The company is preparing large-scale geographic and operational expansion, first by launching its inaugural international NOP program in Italy during the first half of 2026, supported by up to four regional hubs, and eventually building a European logistics network similar to the U.S. model. TMDX has raised its aviation capacity to 22 aircraft and plans to pilot “double-shifting” the fleet to improve asset utilization and margins. Management is also finalizing a new global headquarters and manufacturing campus in Somerville to consolidate operations and support future scaling.

TMDX’s Zacks Rank and Key Picks

TransMedics currently carries a Zacks Rank #4 (Sell).

Some better-ranked stocks in the broader medical space are Solventum Corporation (SOLV - Free Report) , Boston Scientific Corporation (BSX - Free Report) and HealthEquity (HQY - Free Report) .

Solventum, sporting a Zacks Rank #1 (Strong Buy) at present, has an estimated long-term growth rate of 4.1%. SOLV’s earnings surpassed estimates in each of the trailing four quarters, with the average surprise being 13.91%. You can see the complete list of today’s Zacks #1 Rank stocks here.

Solventum’s shares have gained 8.2% compared with the industry’s 6.2% growth so far this year.

Boston Scientific, carrying a Zacks Rank #2 (Buy) at present, has an estimated long-term growth rate of 14%. BSX’s earnings surpassed estimates in each of the trailing four quarters, with the average surprise being 8.1%.

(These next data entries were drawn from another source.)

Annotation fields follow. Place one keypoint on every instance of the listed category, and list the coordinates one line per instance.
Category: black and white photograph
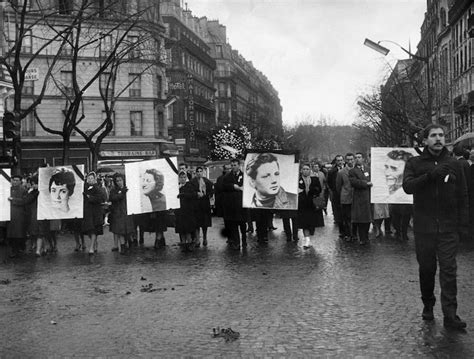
(387, 166)
(4, 194)
(152, 186)
(264, 178)
(270, 181)
(60, 192)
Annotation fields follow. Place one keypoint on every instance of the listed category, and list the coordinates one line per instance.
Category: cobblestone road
(335, 300)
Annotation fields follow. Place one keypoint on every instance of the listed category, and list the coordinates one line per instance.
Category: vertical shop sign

Boston Scientific’s shares have gained 13.2% compared with the industry’s 5.6% growth so far this year.

HealthEquity, carrying a Zacks Rank of 2 at present, has an estimated long-term growth rate of 21.7%. HQY’s earnings surpassed estimates in three of the trailing four quarters and missed once, with the average surprise being 11.05%.

HealthEquity’s shares have risen 0.6% compared with the industry’s 6.2% growth so far this year.